University of Illinois Springfield Springfield, United States
Background/Question/Methods:
The decomposition process is a key component of the biogeochemical carbon (C) cycle. A large proportion of the work on decomposition of woody roots is based on chronosequences or short-term time series studies. Most of these time series studies of decomposition only lasted for a few years (< 3 years). There is few longer-time decomposition experiment of woody roots available. The primary objective of this presentation will focus on the mass loss pattern of a ten-year decomposition experiment of woody roots in temperate coniferous forests within the Pacific Northwest. The secondary objective of this presentation will examine key factors (e.g., species, size of roots, sites) that influence the decomposition of woody roots in the region. We used litter-bag techniques to conduct a ten-year decomposition experiment of woody roots of dominant tree species in three sites (Cascade Head Experimental Forest, H.J. Andrews Experimental Forest, and Pringle Falls Experimental Forest) of temperate coniferous forests within the Pacific Northwest. Five different sizes of woody roots, including fine (< 2 mm in diameter), small (2~10 m in diameter), medium (10~50 mm in diameter), large (50~100 mm in diameter), and jumbo roots ( > 100 mm in diameter), were used in this study.
Results/Conclusions:
Species significantly influenced fine-root mass loss during the 10 years of decomposition. In general, the fine roots of deciduous species decomposed faster than those of coniferous species.
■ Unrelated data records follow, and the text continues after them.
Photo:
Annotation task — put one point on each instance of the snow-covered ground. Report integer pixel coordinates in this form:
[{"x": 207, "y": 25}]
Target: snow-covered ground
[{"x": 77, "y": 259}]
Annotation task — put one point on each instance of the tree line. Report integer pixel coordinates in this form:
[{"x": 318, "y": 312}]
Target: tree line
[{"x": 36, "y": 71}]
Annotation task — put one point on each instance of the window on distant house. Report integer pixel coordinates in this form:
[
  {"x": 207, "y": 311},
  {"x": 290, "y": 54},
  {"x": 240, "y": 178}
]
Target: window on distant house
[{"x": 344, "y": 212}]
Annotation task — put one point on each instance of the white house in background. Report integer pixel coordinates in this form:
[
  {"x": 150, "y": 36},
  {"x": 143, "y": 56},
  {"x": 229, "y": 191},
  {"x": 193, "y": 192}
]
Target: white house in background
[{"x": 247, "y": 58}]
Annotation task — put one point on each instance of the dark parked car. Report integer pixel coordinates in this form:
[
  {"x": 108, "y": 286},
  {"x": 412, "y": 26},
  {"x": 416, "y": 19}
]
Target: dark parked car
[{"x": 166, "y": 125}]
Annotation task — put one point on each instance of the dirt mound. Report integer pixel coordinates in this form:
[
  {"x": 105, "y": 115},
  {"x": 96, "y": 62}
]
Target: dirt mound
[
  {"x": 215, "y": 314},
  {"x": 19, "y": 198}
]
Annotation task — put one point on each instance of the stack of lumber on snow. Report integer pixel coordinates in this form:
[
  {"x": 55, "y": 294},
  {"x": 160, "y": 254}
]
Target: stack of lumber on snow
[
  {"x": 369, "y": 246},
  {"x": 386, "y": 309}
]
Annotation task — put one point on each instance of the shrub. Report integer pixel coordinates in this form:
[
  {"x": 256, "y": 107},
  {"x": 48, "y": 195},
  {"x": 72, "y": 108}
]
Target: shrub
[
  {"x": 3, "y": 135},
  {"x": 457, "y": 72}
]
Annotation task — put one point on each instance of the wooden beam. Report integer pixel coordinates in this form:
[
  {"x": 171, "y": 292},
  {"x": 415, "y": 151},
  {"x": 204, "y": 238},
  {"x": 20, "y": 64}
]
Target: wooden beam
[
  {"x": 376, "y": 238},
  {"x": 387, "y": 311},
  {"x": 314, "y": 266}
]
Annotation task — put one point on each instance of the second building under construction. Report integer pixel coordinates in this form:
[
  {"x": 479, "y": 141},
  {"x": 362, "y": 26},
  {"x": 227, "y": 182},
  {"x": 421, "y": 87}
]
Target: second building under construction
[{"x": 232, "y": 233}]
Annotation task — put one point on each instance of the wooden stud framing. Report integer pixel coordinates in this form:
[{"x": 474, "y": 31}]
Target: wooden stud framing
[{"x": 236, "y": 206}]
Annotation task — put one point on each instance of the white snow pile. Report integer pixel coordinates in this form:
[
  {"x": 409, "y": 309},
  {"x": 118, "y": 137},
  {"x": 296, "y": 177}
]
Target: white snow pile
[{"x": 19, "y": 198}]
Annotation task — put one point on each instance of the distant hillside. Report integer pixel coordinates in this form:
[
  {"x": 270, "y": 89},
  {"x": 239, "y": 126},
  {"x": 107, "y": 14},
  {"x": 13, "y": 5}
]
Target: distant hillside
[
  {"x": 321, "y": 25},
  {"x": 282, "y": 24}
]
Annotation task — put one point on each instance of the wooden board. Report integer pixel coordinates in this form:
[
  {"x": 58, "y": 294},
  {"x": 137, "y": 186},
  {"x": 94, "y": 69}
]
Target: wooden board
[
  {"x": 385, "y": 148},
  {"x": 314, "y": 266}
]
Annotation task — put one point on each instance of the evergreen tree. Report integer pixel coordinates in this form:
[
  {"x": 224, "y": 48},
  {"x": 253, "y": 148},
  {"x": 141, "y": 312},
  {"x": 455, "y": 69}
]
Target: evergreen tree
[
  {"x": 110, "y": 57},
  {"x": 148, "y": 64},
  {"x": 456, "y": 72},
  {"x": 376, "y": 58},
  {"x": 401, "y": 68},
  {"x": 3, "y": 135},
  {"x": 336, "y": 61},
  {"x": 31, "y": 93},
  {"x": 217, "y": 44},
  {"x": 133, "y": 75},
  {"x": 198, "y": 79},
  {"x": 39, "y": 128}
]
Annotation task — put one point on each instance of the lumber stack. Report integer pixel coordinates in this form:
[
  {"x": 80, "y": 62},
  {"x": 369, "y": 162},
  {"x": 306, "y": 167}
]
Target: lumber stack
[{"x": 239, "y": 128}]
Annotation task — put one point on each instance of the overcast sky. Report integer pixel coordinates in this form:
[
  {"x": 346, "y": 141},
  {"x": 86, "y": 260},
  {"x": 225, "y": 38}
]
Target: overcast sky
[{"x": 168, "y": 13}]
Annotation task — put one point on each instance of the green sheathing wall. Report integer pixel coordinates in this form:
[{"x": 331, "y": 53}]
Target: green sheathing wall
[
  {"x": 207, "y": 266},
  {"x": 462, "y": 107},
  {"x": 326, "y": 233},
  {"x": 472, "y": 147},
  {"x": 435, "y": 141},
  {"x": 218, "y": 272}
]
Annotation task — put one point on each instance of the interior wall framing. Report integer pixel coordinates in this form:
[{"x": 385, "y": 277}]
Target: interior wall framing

However, species effect disappeared after a decade long decomposition. The percent (%) mass remaining of fine roots was around 25, regardless of conifer or deciduous species. Over the same period, site showed significant effects on woody root decomposition. Among the three sites, woody roots (2~100 mm in diameter) decomposed slowest at Cascade Head site (the coastal site) and fastest at H.J. Andrews site. The only exception to this pattern was jumbo roots, which the fastest decomposition occurred at Pringle Falls site and the slowest decomposition was observed at H.J. Andrews site. After a decade long decomposition, the average percent (%) mass remaining of woody roots increased with root sizes. Our study demonstrates the importance of incubation sites besides temperature and moisture condition as well as the long-term experiment study on woody root decomposition. Our study also challenges current leaf-based decomposition theory about the patterns of mass loss of woody roots over time.